There is enough evidence to suggest that, historically, the elephant had a very wide distribution in India. During the Indus Valley civilization (3rd to 2nd millennium B.C.) when, as available evidence suggests, the western part of the sub-continent had not yet been desertified, elephants were probably ubiquitous all over the land, barring the higher reaches of the Himalayan and the coastal salt-water mangrove swamps. Even in the Himalayas, evidence of casual visits by elephants has been noticed at a height of 10,500 feet (3200 meters) in recent times. Today, the Asian elephant is considered an endangered species.

The distribution of wild elephants in India is limited to four widely separate geographical zones.
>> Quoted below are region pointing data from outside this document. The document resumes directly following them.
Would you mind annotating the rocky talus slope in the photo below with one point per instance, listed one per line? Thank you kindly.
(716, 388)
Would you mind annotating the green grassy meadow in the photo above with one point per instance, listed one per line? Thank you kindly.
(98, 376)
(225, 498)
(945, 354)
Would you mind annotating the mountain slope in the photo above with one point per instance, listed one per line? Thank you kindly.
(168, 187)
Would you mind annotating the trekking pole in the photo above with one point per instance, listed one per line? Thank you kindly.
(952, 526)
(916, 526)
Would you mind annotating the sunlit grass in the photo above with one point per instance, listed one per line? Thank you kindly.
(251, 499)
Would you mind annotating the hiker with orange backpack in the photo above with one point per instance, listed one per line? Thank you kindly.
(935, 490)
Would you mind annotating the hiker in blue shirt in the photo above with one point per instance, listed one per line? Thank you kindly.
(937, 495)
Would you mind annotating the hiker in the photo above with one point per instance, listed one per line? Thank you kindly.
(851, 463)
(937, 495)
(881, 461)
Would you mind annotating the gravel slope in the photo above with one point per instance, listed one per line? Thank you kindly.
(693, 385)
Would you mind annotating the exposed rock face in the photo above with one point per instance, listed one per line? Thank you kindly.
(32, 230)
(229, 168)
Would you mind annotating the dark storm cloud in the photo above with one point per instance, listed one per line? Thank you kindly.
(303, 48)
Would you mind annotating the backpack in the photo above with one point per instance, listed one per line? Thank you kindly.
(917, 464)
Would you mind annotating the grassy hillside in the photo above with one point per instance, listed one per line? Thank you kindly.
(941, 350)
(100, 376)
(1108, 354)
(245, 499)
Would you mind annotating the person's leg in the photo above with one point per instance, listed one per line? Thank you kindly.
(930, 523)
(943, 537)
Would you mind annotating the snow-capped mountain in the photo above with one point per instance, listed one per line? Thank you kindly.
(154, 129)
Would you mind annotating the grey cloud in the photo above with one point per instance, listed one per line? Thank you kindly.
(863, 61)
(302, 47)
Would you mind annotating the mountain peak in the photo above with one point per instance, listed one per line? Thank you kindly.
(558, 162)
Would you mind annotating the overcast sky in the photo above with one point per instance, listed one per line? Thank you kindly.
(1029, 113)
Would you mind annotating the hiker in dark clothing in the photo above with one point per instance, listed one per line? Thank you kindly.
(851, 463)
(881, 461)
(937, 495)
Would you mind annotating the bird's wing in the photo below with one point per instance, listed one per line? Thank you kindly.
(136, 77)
In South India they are found in Kerala, Karnataka and Tamil Nadu; very recently a small group has found its way into Andhra Pradesh, much to the amazement and understandable consternation of the local people who had never seen a wild elephant before. In Central India they are found in Orissa, Bihar and the adjoining southern part of West Bengal. In North India they live in the sub-Himalayan tracts of Uttaranchal and Uttar Pradesh. In the Nnortheast they are found in Arunachal Pradesh, Assam, Meghalaya, Mizoram, Nagaland, Tripura and the northern part of West Bengal; a few come into Manipur from Burma seasonally.